Nuovo capitolo nella vicenda della famiglia nel bosco, con l’intervento del vicepremier Matteo Salvini, che da Palmoli ha preso posizione in modo netto sulla controversa decisione relativa ai tre minori, rilanciando il dibattito sul caso con dichiarazioni destinate a far discutere.
Dopo aver incontrato Nathan e Catherine e visitato il casolare in cui la coppia vive, Salvini ha descritto una realtà profondamente diversa da quella emersa nelle ricostruzioni più critiche. Pannelli solari, spazi immersi nella natura, un contesto rurale autosufficiente e, soprattutto, una serie di aspetti che — secondo il leader leghista — sarebbero stati adeguati alle richieste avanzate. “È stato chiesto di sistemare la casa, lo hanno fatto. Sul piano sanitario ci sono pediatra e vaccinazioni. Anche il profilo educativo sarebbe stato affrontato, con la disponibilità di un insegnante. Cosa si aspetta ancora?”, ha domandato ai cronisti.
Parole che si inseriscono in una vicenda già fortemente divisiva e che Salvini ha affrontato anche sul piano politico e umano. Il vicepremier ha contestato la misura che ha portato alla sospensione della potestà genitoriale, sollevando interrogativi sulle condizioni dei minori dopo mesi di separazione dalla famiglia. “La domanda è semplice: oggi stanno meglio o peggio?”, ha osservato, definendo questo il punto centrale della questione.

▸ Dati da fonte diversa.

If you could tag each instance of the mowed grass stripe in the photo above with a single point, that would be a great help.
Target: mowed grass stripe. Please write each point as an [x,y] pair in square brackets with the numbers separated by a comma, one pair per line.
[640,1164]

Durissimo anche il passaggio sullo stile di vita della coppia, che Salvini ha difeso come modello educativo alternativo, ma non per questo assimilabile a situazioni di degrado o pericolo. “Diverso non significa illecito”, il senso del ragionamento espresso, accompagnato dal confronto con altri contesti familiari critici nei quali, ha sottolineato, spesso gli interventi tardano ad arrivare.
Il vicepremier ha poi parlato di possibili errori di valutazione, escludendo malafede ma mettendo in discussione il percorso seguito. Ha descritto i due genitori come persone colte, con esperienze internazionali e una precisa scelta di vita legata all’Italia. Proprio su questo ha affidato il passaggio più duro del suo intervento: l’idea che una famiglia che ha scelto il Paese per crescere i figli in serenità si trovi oggi al centro di una vicenda tanto complessa.
Le dichiarazioni hanno immediatamente riacceso l’attenzione su un caso che continua a dividere opinione pubblica, politica e ambienti istituzionali, mentre il confronto giudiziario e mediatico resta aperto. E con l’ingresso diretto di Salvini nella vicenda, il caso della famiglia nel bosco assume ora una dimensione ancora più nazionale.